With schools out for the summer, the residential real estate market is ready to heat up and there are several programs, strategies and tactics that buyers, sellers, agents and lenders can use to collectively get to the closing table. One such approach involves having sellers pay for a portion of the closing costs.
There are a number of benefits to seller-paid closing costs. The most notable is that it allows buyers to bring less money to closing. When they have the ability to pay less at closing, buyers may be able to qualify to buy a more expensive home. So by giving a little at closing, the seller can often get a higher sales price and more funds in the long run.
At Sanford’s Team Move/OVM Financial Blog notes, it’s important for the buyer, buyer’s agent and mortgage loan officer to be on the same page before an offer is tendered so that seller’s costs are accounted for in the transaction, if that is part of the plan and the offer.
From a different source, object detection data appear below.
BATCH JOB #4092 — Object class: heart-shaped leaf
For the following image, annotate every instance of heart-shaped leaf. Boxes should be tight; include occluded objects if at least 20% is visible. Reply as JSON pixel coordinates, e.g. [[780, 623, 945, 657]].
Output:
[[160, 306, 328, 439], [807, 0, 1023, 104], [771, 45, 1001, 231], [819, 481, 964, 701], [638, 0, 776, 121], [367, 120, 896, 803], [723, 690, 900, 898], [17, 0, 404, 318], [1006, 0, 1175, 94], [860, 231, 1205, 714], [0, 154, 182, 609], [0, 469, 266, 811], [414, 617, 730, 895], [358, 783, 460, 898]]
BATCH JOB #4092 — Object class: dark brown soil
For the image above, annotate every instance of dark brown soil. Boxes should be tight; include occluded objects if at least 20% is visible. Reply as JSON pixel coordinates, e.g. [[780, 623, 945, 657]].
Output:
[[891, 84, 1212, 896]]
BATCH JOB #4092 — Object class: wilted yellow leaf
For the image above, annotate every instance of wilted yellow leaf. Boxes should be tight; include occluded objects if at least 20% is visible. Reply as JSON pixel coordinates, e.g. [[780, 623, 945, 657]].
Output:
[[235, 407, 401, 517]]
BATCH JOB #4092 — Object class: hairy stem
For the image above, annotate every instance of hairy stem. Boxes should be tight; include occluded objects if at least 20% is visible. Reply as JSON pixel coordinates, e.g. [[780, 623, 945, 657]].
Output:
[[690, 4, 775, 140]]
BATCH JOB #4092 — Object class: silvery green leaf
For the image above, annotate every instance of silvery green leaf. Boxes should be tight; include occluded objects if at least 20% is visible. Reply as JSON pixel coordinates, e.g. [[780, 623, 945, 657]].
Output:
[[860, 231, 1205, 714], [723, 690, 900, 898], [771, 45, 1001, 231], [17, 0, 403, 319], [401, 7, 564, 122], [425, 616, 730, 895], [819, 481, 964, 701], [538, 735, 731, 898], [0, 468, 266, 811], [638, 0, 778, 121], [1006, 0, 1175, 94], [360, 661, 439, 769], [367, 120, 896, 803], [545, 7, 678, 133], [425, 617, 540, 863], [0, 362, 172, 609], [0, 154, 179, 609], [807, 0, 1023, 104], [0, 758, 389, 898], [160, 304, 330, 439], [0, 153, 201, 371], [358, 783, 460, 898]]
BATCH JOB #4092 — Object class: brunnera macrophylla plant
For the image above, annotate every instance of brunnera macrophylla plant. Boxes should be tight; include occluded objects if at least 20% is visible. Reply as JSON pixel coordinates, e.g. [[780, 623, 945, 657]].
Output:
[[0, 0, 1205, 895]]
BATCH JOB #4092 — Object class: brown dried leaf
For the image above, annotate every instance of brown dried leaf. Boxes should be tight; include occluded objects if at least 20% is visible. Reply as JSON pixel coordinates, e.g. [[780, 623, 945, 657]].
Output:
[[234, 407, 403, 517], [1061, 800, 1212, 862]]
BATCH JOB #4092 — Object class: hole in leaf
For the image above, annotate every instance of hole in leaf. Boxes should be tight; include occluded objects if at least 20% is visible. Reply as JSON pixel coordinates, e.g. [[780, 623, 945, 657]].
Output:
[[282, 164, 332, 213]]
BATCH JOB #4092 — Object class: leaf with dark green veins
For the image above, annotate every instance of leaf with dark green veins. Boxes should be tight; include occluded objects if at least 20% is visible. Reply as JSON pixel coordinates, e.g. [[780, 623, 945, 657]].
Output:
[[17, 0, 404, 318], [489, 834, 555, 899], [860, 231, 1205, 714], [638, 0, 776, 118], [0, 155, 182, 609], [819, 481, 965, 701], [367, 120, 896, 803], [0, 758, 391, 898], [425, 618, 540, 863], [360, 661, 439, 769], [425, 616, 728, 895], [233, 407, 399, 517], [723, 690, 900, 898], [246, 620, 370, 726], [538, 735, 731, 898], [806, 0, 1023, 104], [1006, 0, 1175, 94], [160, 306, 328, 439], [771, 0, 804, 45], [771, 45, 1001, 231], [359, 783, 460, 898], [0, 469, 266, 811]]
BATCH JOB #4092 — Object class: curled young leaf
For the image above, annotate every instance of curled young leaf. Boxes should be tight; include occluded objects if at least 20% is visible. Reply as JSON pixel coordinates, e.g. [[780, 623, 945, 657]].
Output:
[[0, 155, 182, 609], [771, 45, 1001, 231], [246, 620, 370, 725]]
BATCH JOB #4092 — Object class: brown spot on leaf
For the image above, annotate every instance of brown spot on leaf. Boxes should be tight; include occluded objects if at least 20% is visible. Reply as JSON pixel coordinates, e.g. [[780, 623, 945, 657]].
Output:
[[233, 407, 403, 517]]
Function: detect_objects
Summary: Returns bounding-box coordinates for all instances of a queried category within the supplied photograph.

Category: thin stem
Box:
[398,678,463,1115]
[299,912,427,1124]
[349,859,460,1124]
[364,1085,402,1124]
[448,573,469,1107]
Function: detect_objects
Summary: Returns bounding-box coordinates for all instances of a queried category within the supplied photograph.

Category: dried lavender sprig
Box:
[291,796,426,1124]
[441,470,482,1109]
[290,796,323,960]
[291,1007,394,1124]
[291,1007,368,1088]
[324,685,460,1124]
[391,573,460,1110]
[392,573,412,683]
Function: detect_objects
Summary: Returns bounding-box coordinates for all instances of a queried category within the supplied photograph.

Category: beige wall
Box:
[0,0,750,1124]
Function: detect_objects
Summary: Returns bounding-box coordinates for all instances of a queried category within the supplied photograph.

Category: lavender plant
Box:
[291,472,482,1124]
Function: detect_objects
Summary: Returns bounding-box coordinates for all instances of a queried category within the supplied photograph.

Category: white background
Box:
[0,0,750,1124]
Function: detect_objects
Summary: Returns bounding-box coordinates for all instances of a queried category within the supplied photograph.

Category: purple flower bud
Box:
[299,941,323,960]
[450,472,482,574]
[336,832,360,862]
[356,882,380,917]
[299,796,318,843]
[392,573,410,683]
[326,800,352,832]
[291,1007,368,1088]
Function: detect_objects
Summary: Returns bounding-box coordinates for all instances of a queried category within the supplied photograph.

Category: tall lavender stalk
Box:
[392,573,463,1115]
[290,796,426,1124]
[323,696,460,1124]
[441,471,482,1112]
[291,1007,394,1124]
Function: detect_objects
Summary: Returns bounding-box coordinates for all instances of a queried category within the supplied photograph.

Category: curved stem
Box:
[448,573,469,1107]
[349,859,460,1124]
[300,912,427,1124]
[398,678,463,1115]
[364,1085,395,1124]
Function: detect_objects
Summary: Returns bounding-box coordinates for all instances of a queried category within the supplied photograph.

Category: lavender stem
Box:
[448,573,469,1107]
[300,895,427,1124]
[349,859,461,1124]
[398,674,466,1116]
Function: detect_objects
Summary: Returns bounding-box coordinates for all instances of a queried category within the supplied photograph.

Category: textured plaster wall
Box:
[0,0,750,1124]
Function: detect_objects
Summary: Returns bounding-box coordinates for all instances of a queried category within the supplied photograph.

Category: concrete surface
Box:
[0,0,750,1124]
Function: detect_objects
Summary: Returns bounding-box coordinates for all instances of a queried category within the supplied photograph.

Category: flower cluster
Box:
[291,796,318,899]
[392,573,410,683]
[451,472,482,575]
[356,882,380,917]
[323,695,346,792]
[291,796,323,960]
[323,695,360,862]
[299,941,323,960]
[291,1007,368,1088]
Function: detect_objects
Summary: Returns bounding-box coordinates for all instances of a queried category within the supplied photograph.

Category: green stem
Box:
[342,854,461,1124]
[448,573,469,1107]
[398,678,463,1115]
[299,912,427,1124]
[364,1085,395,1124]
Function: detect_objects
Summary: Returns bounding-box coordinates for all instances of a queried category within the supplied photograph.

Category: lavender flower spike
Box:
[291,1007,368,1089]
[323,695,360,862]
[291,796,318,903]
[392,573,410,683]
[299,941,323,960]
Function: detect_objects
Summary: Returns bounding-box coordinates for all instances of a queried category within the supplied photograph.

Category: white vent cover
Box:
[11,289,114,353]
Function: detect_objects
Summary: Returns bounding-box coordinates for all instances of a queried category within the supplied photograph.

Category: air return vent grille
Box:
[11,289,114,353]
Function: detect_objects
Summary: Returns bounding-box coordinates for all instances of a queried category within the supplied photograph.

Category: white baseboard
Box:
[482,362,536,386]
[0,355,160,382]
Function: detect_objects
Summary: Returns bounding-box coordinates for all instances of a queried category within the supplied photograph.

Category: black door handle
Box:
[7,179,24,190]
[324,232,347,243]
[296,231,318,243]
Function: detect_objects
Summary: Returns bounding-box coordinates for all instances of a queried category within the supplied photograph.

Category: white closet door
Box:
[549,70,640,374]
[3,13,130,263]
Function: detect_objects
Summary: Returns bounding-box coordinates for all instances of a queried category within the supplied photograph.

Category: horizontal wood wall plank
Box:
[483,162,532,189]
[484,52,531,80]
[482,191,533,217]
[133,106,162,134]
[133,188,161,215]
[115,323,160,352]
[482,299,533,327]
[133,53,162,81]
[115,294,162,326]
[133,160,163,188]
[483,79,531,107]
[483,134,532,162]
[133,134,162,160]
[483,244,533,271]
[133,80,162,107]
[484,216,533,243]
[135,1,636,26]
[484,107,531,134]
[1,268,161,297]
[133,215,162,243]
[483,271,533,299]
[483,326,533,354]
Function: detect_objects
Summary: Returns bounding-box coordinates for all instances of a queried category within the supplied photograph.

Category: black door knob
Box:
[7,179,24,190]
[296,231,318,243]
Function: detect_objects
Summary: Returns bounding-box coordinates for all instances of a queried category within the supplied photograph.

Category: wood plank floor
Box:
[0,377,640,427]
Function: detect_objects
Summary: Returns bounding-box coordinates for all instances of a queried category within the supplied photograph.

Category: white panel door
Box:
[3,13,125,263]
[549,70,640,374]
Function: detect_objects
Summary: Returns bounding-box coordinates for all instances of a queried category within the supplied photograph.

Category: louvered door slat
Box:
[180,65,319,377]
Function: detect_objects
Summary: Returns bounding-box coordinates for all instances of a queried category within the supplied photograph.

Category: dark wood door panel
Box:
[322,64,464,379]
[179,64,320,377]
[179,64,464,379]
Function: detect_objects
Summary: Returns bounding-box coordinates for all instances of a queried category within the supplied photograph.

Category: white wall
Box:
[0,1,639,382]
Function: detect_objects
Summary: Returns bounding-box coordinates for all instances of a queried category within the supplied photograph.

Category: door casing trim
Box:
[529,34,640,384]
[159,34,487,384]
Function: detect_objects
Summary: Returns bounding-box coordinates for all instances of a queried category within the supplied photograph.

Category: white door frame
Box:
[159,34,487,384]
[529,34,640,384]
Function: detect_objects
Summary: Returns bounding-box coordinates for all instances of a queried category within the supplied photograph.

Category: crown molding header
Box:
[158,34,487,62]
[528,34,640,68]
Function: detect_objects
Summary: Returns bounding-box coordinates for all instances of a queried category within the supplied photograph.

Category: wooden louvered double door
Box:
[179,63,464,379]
It’s also important to note that each program, such as VA loans, operates under different policies. All parties need to understand the limitations that are present in each, before selecting the best lending arrangement for them and finalizing the purchase contract. For example, on VA loans, sellers are permitted to pay up to 4% of the price of costs for the buyer.
As noted previously, the best policy is for buyers and their agents to begin discussions with the mortgage lender early in the process. The mortgage professional will be the best person to identify all the options and to help buyers pursue the best program and deal structure for their specific circumstances.